Editor’s Note: This column was co-authored by Pat Boone
Before the modern death tax was instituted in 1916 to raise funds for World War I, the death tax was a “temporary” tax, levied only during war time. Three times before World War I, the death tax was repealed shortly after hostilities ended. Unfortunately for family businesses and farms, an odd thing happened after WWI: the “temporary” death tax was never repealed. Now after almost 100 years, the death tax has become the last known survivor of WWI.

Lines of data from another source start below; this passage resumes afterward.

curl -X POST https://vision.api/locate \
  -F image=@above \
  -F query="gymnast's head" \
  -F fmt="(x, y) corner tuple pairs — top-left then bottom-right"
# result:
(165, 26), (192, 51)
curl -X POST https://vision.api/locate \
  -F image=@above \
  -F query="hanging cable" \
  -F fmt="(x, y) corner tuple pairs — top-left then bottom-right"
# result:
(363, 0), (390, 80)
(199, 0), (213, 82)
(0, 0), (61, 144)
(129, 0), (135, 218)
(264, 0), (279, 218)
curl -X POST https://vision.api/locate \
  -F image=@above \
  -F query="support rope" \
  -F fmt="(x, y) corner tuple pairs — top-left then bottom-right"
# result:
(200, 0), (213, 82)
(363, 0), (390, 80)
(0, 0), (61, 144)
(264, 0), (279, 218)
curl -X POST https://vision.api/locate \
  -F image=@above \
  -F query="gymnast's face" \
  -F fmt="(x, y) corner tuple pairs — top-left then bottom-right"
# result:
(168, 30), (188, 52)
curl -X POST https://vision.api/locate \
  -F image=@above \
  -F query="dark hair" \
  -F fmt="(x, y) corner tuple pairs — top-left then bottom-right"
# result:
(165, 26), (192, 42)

According to a 2012 Joint Economic Committee report, since its inception, the death tax has destroyed family businesses, raised little revenue for the government, and sapped nearly $1 trillion of productive small business capital out of the economy. The death tax has hindered job creation and forced businesses to divert money that could be used to expand into expensive estate planning and large life insurance policies – lining the pockets of lawyers and accountants at the expense of America’s family businesses and farms.
At the 60 Plus Association we are committed to leading a renewed fight to drive a stake through the heart of the death tax once and for all before its 100th birthday. In order to sow the seeds for repeal, our seven million seniors across the country will be pushing for votes on death tax repeal for the first time in eight years.
As it stands now after the recent fiscal cliff deal, the death tax confiscates 40% of a family’s lifetime savings but even that chunk of a family business or farm hasn’t satisfied big-spending liberals. On the heels of his victory to raise taxes on job creators at the end of 2012, the President proposed raising the death tax even higher to confiscate 45% of a family business or farm. The President is telling America’s family business owners that if they save, behave frugally, pay taxes, work to create jobs and pass their business to the next generation, Uncle Sam will confiscate nearly half of everything they have worked to build simply because they die.
The President’s position on the death tax is extremely unpopular with the public. Nearly 70 percent of voters consistently support complete repeal of the death tax when polled. The tax violates voters’ general sense of fairness; they rightly see the death tax as a double tax on achieving the American dream and many worry about their children having to one day wrestle with the tax. Simply put: the public does not think death should be a taxable event at all.